Since the EEA/EFTA states Iceland, Liechtenstein, and Norway essentially constitute a pond with one big fish (Norway) and two minnows, the EFTA Court is under even more pressure as a result. Certain key figures in Norwegian politics have been pushing for quite some time to make the European Economic Area (EEA) into a bilateral agreement with the European Union (EU). This attitude has resulted in political repercussions, some of which have even affected the author personally.
In addition, the fact that the EFTA Court is housed within the same building as its much larger sister court, the Court of Justice of the European Union, poses a threat to the autonomy of the EFTA Court. Despite this, the EFTA Court has developed its own distinct body of jurisprudence as well as its own approach to the administration of justice. It has maintained fidelity to particular EFTA values, such as the belief in free trade and open markets, efficiency, and a contemporary perspective on mankind. Even during the first 24 years of its existence, it exerted an influence on the case-law of the ECJ that was disproportionate to its size.

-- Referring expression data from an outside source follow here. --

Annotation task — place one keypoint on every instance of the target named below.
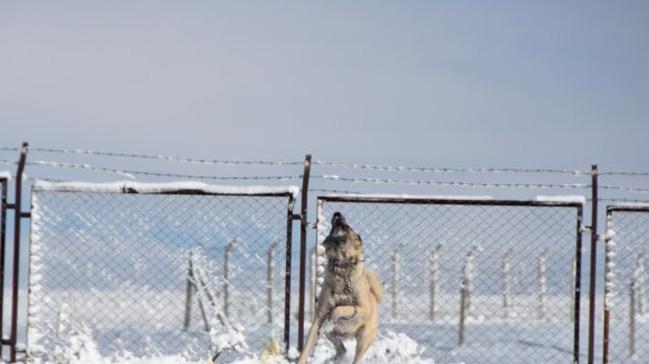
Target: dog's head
(343, 245)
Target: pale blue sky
(543, 84)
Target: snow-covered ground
(109, 274)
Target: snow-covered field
(109, 274)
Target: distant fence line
(483, 259)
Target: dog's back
(376, 286)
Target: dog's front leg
(348, 312)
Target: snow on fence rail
(109, 262)
(626, 315)
(471, 277)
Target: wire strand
(167, 157)
(625, 173)
(453, 183)
(385, 168)
(132, 173)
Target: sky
(510, 83)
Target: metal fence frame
(610, 210)
(289, 235)
(378, 199)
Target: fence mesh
(515, 264)
(112, 271)
(627, 263)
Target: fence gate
(626, 310)
(149, 269)
(472, 280)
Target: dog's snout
(338, 219)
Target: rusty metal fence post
(593, 265)
(3, 232)
(303, 249)
(18, 216)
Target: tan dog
(350, 294)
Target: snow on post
(464, 295)
(395, 281)
(468, 275)
(434, 273)
(632, 314)
(226, 278)
(188, 291)
(313, 271)
(506, 270)
(269, 279)
(542, 285)
(573, 286)
(639, 280)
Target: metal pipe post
(16, 261)
(303, 227)
(593, 265)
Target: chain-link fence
(476, 281)
(153, 269)
(626, 329)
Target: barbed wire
(633, 200)
(625, 173)
(132, 173)
(624, 188)
(167, 157)
(453, 183)
(325, 190)
(385, 168)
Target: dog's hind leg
(364, 338)
(337, 340)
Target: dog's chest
(342, 293)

Because the law governing the EEA Single Market is an economic law, the significance of economics, which is an aspect that is frequently neglected, is also addressed. In its conclusion, the book examines both the complicated relationship that Switzerland has with the EU and the imminent departure of the United Kingdom from the EU. In this regard, it argues that the EFTA pillar should be expanded into a second European structure under the leadership of the British government and with participation from the Swiss government.”